Author: email at yancy.lol 2022-10-16 19:03:51
Published on: 2022-10-16T19:03:51+00:00
The Bitcoin white paper discusses the proof-of-work system and its role in determining representation in majority decision making. It explains how a one-CPU-one-vote system is necessary to prevent subversion by those who can allocate many IPs, and how the honest chain will outpace any competing chains if controlled by a majority of CPU power from honest nodes. However, there are multiple behaviors that can be described as honest, and economically rational or optimizing is not necessarily rational. The NoRBF crowd wants to rely on an honest majority assumption where the honest behavior is not doing replacement if not requested, but it's unclear if this assumption can ensure the safety of 0conf given potential race conditions in the mempool. Satoshi claimed that for Bitcoin to function properly, a majority of honest nodes is required, but honesty isn't precisely defined. Honesty, according to Rubin, means following a pre-specified rule, rational or not. It seems that the RBF controversy stems from developers aspiring to make the honest behavior also be the rational behavior, which could weaken assumptions without compromising the behaviors users expect the network to have.

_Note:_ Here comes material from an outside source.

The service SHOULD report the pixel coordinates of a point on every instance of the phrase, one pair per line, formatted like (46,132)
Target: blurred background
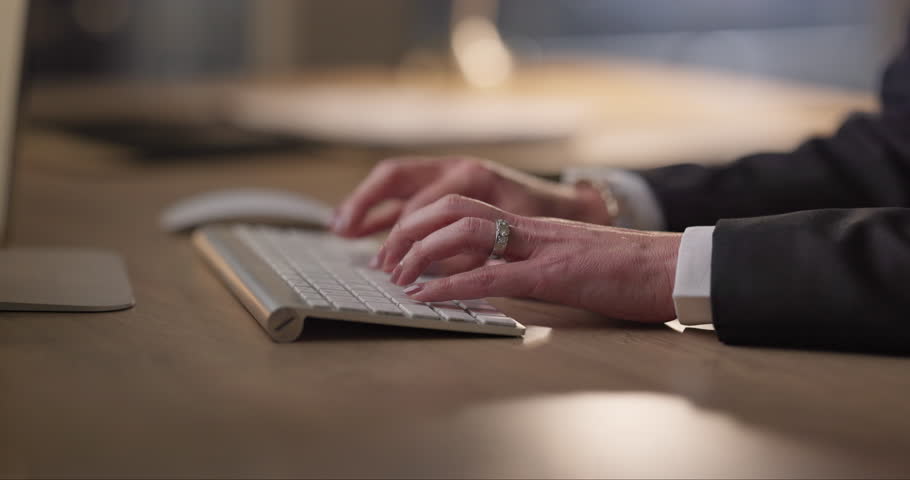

Overall, it might be nice to more tightly document what bitcoins assumptions are in practice and what those assumptions do in terms of properties of Bitcoin, as well as pathways to weakening the assumptions without compromising the behaviors users expect the network to have. A last reflection is that Bitcoin is specified with an honest majority assumption, but also has a rational dishonest minority assumption over both endogenous and exogenous costs.